Supporters of "integrative" or "holistic" treatments often assert that physical manipulations or dietary adjustments can improve problems of behavior or mood, and it would be silly to deny those possibilities. It would be equally, if not more, silly to presume that this claim is correct without some clear evidence to support it.
There is some evidence, it's true. But is it clear evidence? Is it the kind of evidence we should demand as support for the effectiveness of any treatment of any type? Let's look at one recent publication and see whether it's up to standard.
The paper I have in mind is about the use of chiropractic treatment with children who have Attention Deficit/Hyperactivity Disorder (ADHD), a problem that deserves much research attention because of the way it can interfere with school achievement and with social relationships. This article (Alcantara, J., & Davis, J., The chiropractic care of children with Attention Deficit/Hyperactivity Disorder: A retrospective series) was published in 2010 in Explore: The Journal of Science and Healing (pp. 173-182). The authors examined 4 cases from their records in which children and adolescents had received spinal manipulations and advice about dietary supplements from chiropractors over several months. A 15-item checklist of ADHD symptoms showed that the symptoms improved from the pre-treatment to the post-treatment period. Alcantara and Davis concluded that the treatment was an effective way to alleviate ADHD.

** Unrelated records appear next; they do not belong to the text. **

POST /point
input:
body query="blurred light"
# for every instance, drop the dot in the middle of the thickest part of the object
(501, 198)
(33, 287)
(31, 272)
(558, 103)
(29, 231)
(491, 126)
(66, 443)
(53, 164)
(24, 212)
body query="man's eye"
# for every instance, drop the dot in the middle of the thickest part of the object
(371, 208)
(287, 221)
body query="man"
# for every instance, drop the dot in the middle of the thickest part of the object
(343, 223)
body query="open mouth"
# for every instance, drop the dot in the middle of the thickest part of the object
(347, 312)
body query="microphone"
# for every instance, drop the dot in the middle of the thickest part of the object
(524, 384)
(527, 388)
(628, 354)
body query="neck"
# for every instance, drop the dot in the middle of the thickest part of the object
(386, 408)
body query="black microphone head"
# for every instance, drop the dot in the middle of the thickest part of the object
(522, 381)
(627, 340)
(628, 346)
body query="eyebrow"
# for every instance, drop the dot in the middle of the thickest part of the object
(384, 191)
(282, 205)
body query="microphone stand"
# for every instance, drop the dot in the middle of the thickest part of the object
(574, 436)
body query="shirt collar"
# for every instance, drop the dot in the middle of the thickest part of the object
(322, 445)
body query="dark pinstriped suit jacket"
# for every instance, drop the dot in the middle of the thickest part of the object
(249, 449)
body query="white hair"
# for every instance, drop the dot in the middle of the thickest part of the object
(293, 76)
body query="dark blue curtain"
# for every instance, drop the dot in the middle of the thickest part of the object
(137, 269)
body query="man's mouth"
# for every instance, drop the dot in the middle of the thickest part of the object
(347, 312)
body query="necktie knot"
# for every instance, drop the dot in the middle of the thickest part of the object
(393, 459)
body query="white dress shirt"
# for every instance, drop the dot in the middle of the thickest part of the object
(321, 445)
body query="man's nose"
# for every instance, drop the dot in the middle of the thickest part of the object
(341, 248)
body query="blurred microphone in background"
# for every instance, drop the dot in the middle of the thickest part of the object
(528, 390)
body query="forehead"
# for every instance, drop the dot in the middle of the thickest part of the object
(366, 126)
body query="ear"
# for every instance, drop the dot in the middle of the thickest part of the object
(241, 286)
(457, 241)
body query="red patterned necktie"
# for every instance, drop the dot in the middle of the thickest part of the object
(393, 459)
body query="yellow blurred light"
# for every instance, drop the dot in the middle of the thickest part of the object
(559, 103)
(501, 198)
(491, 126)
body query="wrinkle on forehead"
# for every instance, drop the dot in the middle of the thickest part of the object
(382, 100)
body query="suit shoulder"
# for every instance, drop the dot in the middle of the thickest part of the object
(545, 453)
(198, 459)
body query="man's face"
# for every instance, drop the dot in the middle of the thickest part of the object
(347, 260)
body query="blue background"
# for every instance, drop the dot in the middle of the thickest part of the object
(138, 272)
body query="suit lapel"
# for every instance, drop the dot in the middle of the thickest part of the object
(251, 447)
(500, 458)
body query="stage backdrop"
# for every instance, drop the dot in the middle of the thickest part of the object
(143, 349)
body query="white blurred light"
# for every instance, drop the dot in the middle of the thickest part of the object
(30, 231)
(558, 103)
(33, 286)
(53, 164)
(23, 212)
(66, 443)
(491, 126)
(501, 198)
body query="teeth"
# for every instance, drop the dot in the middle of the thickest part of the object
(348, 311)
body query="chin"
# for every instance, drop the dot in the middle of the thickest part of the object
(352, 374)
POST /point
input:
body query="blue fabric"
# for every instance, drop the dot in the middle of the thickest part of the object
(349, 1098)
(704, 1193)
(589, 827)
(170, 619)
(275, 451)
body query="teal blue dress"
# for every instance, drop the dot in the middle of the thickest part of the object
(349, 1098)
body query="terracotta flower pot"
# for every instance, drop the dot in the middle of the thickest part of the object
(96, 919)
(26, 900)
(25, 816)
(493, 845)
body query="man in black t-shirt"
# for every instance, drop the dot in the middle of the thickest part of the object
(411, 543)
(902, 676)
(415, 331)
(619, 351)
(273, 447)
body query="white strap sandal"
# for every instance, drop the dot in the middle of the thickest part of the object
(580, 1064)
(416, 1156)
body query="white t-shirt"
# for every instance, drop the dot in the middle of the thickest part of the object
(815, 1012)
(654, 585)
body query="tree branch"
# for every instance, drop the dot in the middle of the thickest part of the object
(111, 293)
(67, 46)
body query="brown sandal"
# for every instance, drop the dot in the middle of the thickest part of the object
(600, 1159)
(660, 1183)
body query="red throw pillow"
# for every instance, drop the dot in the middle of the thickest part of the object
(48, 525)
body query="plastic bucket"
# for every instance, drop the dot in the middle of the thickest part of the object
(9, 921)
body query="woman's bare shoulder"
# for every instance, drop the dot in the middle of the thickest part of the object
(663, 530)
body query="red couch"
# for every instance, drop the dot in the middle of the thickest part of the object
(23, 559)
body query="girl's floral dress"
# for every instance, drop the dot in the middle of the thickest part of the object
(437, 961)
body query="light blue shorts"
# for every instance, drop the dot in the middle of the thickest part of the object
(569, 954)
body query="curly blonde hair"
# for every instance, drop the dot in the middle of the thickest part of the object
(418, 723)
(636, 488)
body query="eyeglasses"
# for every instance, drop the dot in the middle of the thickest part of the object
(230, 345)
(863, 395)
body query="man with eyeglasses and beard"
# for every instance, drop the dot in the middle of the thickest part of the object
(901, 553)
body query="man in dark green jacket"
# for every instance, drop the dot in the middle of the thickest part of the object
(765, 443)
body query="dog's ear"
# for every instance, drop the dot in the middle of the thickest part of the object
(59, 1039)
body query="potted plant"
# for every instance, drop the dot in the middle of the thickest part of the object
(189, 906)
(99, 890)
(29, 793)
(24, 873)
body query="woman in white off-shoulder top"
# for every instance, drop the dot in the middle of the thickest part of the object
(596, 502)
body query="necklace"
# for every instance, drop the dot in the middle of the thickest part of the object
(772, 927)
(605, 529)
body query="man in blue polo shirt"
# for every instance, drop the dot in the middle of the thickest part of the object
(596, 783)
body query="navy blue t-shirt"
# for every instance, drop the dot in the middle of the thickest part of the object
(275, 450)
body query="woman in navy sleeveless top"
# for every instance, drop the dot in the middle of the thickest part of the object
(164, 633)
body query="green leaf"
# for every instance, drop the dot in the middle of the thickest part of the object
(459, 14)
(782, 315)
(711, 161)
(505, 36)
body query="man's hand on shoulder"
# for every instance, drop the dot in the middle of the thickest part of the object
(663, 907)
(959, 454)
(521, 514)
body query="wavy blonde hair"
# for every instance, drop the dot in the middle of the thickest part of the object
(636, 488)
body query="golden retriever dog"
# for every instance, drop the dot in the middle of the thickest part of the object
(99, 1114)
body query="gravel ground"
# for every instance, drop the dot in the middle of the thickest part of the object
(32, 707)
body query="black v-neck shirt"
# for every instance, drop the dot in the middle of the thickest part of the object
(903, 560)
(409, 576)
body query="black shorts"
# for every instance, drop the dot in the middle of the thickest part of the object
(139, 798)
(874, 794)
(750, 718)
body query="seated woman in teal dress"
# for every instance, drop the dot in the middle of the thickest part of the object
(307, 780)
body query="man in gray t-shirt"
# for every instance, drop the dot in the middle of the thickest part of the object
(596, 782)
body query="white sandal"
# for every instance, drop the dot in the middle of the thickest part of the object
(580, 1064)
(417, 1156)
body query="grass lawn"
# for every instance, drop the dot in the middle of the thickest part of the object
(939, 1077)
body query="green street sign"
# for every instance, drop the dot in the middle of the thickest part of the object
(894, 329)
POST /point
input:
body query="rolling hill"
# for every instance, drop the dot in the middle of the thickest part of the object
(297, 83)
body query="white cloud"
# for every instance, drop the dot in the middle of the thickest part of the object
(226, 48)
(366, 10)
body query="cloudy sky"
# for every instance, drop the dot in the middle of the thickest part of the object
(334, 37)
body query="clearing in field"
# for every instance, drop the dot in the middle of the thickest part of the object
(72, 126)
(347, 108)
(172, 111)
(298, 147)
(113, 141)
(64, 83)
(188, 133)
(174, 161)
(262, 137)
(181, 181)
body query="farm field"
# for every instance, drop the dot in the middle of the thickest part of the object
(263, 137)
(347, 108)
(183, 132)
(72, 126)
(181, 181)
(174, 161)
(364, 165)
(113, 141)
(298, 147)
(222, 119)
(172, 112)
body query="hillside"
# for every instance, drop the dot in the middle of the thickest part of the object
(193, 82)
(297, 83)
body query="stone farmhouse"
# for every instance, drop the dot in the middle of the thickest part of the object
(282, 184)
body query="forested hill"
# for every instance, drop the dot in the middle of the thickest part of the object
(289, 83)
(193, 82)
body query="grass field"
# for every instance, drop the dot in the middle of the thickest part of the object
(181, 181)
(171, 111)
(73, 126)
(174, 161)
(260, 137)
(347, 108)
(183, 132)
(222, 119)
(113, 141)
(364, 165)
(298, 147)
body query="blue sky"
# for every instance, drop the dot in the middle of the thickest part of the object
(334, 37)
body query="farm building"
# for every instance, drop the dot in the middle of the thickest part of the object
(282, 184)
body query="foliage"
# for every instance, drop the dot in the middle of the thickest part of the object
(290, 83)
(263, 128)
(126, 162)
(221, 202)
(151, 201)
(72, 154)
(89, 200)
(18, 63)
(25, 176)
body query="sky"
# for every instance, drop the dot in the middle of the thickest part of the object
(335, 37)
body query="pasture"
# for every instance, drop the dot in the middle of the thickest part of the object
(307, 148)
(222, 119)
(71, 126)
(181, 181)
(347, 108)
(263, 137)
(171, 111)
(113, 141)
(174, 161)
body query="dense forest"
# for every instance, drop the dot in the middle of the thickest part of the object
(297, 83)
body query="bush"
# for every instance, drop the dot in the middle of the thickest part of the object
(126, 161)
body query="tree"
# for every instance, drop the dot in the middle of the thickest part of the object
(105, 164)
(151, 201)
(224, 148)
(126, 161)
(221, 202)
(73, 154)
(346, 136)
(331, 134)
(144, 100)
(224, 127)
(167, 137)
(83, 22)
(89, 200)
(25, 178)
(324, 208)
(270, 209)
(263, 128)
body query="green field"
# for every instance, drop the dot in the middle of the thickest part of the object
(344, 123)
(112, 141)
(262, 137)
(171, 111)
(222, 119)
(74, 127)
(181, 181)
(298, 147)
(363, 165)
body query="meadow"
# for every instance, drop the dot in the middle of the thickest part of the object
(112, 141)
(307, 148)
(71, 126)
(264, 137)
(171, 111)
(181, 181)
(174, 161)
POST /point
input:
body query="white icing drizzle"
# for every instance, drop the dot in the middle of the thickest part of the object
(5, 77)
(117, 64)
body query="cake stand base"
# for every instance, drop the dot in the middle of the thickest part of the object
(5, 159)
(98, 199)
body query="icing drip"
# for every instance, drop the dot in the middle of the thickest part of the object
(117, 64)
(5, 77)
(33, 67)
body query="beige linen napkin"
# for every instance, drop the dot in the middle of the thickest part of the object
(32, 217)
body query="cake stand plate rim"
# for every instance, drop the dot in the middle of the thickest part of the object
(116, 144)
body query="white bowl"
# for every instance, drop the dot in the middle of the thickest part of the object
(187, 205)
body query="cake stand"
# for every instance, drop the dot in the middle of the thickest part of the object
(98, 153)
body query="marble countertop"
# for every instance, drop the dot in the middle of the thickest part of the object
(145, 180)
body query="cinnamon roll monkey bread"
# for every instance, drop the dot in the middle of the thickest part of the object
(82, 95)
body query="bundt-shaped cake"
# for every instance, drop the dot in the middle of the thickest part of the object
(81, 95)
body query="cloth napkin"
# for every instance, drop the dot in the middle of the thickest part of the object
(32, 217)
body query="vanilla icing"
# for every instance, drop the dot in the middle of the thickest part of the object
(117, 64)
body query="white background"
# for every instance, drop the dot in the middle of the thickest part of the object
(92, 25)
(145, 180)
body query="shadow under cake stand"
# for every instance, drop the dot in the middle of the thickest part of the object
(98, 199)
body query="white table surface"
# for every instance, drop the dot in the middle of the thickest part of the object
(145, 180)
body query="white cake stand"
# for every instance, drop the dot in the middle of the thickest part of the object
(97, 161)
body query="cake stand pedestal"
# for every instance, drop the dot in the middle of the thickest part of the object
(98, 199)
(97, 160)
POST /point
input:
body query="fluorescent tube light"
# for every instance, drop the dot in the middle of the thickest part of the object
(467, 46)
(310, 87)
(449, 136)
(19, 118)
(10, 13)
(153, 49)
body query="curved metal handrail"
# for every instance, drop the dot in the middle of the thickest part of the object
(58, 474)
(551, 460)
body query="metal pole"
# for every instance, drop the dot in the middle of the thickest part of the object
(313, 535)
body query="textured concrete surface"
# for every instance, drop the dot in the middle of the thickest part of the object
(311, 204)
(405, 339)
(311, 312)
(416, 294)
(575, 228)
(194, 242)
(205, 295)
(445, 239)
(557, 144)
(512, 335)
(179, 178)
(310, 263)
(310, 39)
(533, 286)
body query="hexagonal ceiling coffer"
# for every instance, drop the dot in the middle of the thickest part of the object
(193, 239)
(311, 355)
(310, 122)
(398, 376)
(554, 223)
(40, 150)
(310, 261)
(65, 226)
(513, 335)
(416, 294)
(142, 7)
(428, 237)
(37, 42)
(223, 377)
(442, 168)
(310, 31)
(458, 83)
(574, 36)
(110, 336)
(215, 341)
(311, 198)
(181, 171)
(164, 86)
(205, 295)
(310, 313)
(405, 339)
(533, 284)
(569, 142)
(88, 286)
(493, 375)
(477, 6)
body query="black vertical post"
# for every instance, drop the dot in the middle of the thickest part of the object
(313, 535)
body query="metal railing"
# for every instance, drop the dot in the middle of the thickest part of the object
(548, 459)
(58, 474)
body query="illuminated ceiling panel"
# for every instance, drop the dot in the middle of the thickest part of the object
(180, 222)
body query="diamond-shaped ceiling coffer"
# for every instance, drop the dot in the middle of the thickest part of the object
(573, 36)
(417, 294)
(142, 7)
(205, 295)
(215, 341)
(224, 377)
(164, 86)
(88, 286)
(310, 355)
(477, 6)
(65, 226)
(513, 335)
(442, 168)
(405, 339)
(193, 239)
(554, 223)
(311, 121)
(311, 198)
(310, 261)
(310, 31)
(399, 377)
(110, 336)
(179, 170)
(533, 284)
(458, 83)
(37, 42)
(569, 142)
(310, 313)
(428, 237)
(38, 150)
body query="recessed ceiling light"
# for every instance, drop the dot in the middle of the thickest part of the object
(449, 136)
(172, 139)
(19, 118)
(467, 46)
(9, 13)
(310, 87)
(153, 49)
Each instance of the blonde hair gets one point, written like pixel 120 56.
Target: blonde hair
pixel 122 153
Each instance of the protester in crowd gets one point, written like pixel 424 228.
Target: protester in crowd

Well. Let's have a look at what we've got here. Need I repeat that 4 cases is not enough to draw clear conclusions from? Think about it this way. What if you had a dresser drawer full of socks, half of them black and half of them white? And what if you took 4 socks out of the drawer without looking? It wouldn't be too surprising if all the socks you picked up were black, or if all of them were white. But what if you pulled out 20 socks without looking? It would be surprising (i.e., the probability is small) if all 20 socks were black, or all 20 socks were white. And if you pulled out 100 socks, and they were all the same color? We'd certainly say that could not happen by chance alone.
Similarly, if we take 4 cases from thousands of possibilities, it's not unlikely that we'll get a set of cases that really don't represent the nature of all the possibilities.That means that the conclusions we draw from our 4 cases may be true about those cases-- but they aren't necessarily true about all the other cases. That's why we demand that evidence about the effectiveness of treatment has to be based on a large number of cases.
In addition, the Alcantara and Davis study is essentially a "before and after" design. It looks for differences between the original condition of the participants and their later condition. But there's no way to know that any such differences resulted from the treatment, rather than from other factors-- like getting older, receiving attention from others, believing that improvement is possible, and so on. In the case of children and adolescents, improvement may come about because parents and teachers, cheered up by their belief that the treatment will be helpful, behave differently toward the kids. They may be less angry and thus create less stress for the children, or their increased hopefulness may lead them to evaluate the children's behavior more positively and to rate them as better on those checklists.
To find out whether a treatment is effective, a comparison or control condition is needed. That is, the children given the chiropractic treatment need to be compared not just to themselves at an earlier date, but to similar children who did not receive the same treatment. If this is not done, there's no way to assess whether change occurred spontaneously; that could occur with increased age, or simply because most problems fluctuate in seriousness, and children are likely to have been brought into treatment when at a particularly low ebb, with nowhere to go but up.
There are several other points we'd want to see in a well-designed study. One is that individuals need to be randomly assigned to treatments. When the child or the parent chooses a particular treatment, many factors of belief or expectation come along with the choice, and chances are much increased that moods, behaviors, and checklists will be affected by those factors. Another important point is that such investigations should be "blinded"-- in other words, the children, the parents, and the teachers do not know which child is getting a real treatment and which one is getting a sham treatment that closely resembles the real one. Finally, a good study would separate the dietary supplements and the spinal manipulation; the Alcantara and Davis study made it impossible to know which of those very different factors was having any effect, if there was an effect at all.
Once again, it's "buyer beware" in the holistic treatment market. A published study (no doubt "peer-reviewed" as well) is not necessarily good evidence for the claims it makes.
By the way, when did the adjective "chiropractic" become a noun?